Whitecap is the operator of the Weyburn Unit, with 62 per cent ownership. The Weyburn Unit is currently the sole purchaser of the CO2 coming out of the Boundary Dam Unit 3 Integrated Carbon Capture and Storage Project, at the other end of a 71-kilometre pipeline. There the carbon dioxide is used for enhanced oil recovery.

Fagerheim said, “I was just down in Regina two days ago, talking to the government about that. We want to continue to expand out the Weyburn project area, the CO2 recovery project. That means we need more CO2, not less. That means not just the Saskatchewan government, but we have to get the federal government to understand that.

“We are prepared to expand the project area, but we need a long-term security of supply. This back-and-forth between the provincial and federal governments – they can’t plan, we can’t plan. We would like to advance.

“We’re talking about an incremental $2 billion of capital to expand that,” Fagerheim said. That would be Whitecap’s investment for their end, not SaskPower’s.

They would need a minimum 15 years of CO2, on top of what they have in place right now. “Either we get it from there (Estevan) or we’re looking cross border as well. We’re looking at North Dakota. We’re looking at Wyoming as well. Why wouldn’t we do what’s best for Canadians? Right here! Job creation, opportunities, CO2 sequestration, advancing the largest project in the world. That’s what I was just down there, talking to Minister Eyre and Minister Duncan about,” Fagerheim said.

(Bronwyn Eyre is Minister of Energy and Resources, while Dustin Duncan is Minister of Environment and Minister Responsible for SaskPower, as well as MLA for Weyburn-Big Muddy.)  

“We want to continue to advance, and I think we can make some headway. The challenge they have right now, and I’m sympathetic to it, is that the federal government has said, ‘No more coal, no more coal!’

“Wait a second. If it’s responsibly developed, and we’re using the most advanced technologies available, what do you mean, shut down coal? Why would you shut down coal, with the recovery factors we’re getting today?”

He went on, “We’re using it to demonstrate. The Chinese are coming over to see us. The Qataris. The Saudis. The Kuwaitis. They’ve all be to see us here in the last six months. Yet you’ve got these federal government policies, saying, ‘No more coal, no more oil, no more natural gas.’ You can’t create energy out of Pixie Sticks.”
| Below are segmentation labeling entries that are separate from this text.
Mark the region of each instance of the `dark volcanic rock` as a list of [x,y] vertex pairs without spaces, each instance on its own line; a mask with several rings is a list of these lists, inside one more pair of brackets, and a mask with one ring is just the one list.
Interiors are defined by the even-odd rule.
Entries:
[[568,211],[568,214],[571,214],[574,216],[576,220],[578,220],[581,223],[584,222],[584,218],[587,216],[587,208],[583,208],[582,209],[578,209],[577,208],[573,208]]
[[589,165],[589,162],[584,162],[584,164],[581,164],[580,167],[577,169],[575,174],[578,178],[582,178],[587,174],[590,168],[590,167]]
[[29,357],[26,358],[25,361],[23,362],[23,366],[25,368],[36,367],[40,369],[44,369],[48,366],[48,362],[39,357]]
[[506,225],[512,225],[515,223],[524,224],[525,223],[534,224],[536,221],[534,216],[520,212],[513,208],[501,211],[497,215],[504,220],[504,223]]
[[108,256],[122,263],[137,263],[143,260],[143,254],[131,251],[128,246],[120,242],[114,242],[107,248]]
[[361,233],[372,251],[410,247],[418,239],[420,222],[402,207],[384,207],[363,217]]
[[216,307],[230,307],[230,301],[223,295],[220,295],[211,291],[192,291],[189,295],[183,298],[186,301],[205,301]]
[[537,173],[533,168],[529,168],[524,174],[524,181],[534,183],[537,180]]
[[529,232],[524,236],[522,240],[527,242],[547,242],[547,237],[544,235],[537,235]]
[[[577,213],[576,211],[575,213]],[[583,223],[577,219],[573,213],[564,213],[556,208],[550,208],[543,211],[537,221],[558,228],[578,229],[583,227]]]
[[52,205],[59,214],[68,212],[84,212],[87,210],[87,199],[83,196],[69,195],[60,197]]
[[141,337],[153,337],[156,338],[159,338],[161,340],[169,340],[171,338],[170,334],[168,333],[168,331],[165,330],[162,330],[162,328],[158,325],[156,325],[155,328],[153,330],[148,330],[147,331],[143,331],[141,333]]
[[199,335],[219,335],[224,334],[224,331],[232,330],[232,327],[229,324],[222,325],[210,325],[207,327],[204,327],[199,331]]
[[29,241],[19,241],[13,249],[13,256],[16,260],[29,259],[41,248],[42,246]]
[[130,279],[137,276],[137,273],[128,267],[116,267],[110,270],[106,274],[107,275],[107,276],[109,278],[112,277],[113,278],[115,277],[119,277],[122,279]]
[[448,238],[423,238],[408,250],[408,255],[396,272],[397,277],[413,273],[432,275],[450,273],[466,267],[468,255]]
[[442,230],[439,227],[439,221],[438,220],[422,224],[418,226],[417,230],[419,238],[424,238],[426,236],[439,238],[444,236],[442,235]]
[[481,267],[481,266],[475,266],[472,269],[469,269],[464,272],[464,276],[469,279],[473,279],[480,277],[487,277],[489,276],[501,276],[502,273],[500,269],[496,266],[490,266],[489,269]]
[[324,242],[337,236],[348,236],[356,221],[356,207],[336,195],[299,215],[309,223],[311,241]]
He said major companies are looking at carbon capture opportunities, and that includes interest from at least one other company in southeast Saskatchewan. “We’re getting inundated all the time with potential to team up with other opportunities. I don’t think funding would be a problem. We want to expand the project area.”

He thinks SaskPower would want to expand, if there wasn’t this overarching concern about coal from the federal government.

“We would love to expand the footprint. For sure, we would.”

He said the Saskatchewan government is being very supportive, with open communication, trying to do what’s best for the residents of Saskatchewan. Alberta Premier Jason Kenney is doing the same in Alberta, Fagerheim added. “We think the two provinces are very welcoming.”

Whitecap’s 2019 production guidance is 70,000 to 72,000 barrels of oil equivalent per day, company-wide, of which 85 per cent is oil and natural gas liquids. Their September 2019 corporate presentation notes their southeast Saskatchewan assets, the Weyburn Unit (which uses CO2-enhanced oil recovery), has recovered 33 per cent of original oil in place. It has a possible recovery factor of 47 per cent. The reserve life is expected to be in excess of 40 years.